Though some areas have reported improved conditions, flooding continued across Central Europe on Wednesday after days of heavy rainfall, forcing tens of thousands of people to evacuate their homes.
Flooding caused by sustained heavy rains has been reported in Austria, Switzerland, Poland, Slovakia, Hungary, and Germany with the overall death toll rising to at least 16. Four people have been reported missing.
In the eastern German states of Saxony, Saxony-Anhalt and Brandenburg, many cities along the Elbe and Saale rivers and their tributaries were inundated with high water, putting a major strain on dikes and dams.
The situation was particularly critical in the Saxony-Anhalt city of Halle, where some 30,000 residents were ordered to evacuate as a precautionary measure as water levels reached their highest in some 400 years. The city faces "acute danger" from the flooding, a city spokeswoman told news agency AFP.

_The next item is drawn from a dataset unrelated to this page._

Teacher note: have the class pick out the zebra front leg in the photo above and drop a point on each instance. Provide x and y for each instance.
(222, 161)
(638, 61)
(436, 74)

With the floods headed north from downriver in the neighboring Czech Republic, officials in cities along the Elbe expect water levels to peak on Thursday. In the baroque city of Dresden, the high point could approach levels seen in the disastrous flood of 2002, which caused widespread damage in eastern Germany and neighboring countries. About 1,000 people have already been evacuated from danger zones around the city, where emergency workers are stacking sandbag barriers against the rising water and electricity was shut off as a precautionary measure in some places.
Rooftop Rescues
Though the water has already begun to recede along the Danube River in the southern state of Bavaria, which was hit hard by flooding earlier this week, two dikes broke near the town of Deggendorf, trapping people on their rooftops, where they were rescued by helicopters. Four farmers caught by the rush of water managed to cling on to their tractor until they too were plucked up by a helicopter. A fire fighter told news agency DPA that was a "life-threatening situation."
In the Czech Republic, some 19,000 people have reportedly been forced to leave their homes due to the flooding. High water arrived unexpectedly quickly overnight and is expected to continue rising in the industrial city of Ústí nad Labem, according to reports. In Melnik, where the Elbe meets the Vltava River, water levels have come within just centimeters of breaching a dike, where people have been feverishly stacking sandbags to stave off the deluge. In the capital of Prague, the subway system remained closed on Wednesday due to flooding, though water levels had begun to recede. On Tuesday, officials there were also forced to evacuate the Prague Zoo and closed the famous Charles Bridge as a precaution.
German military troops and federal disaster workers have been called to help affected communities handle the flooding in eastern and southern regions of the country along the Elbe, the Danube and their tributaries. And on Tuesday, German Chancellor Angela Merkel pledged €100 million ($130 million) in swift aid for those affected. The announcement came after the chancellor assessed flood damage on Tuesday in the Bavarian city of Passau, which has seen its worst flooding in some 500 years.
By Wednesday, the high water had begun to recede in the "City of Three Rivers," where residents were starting to assess the damage. "We are slowly coming out of a disaster situation to experiencing just high water instead," a city spokesperson said.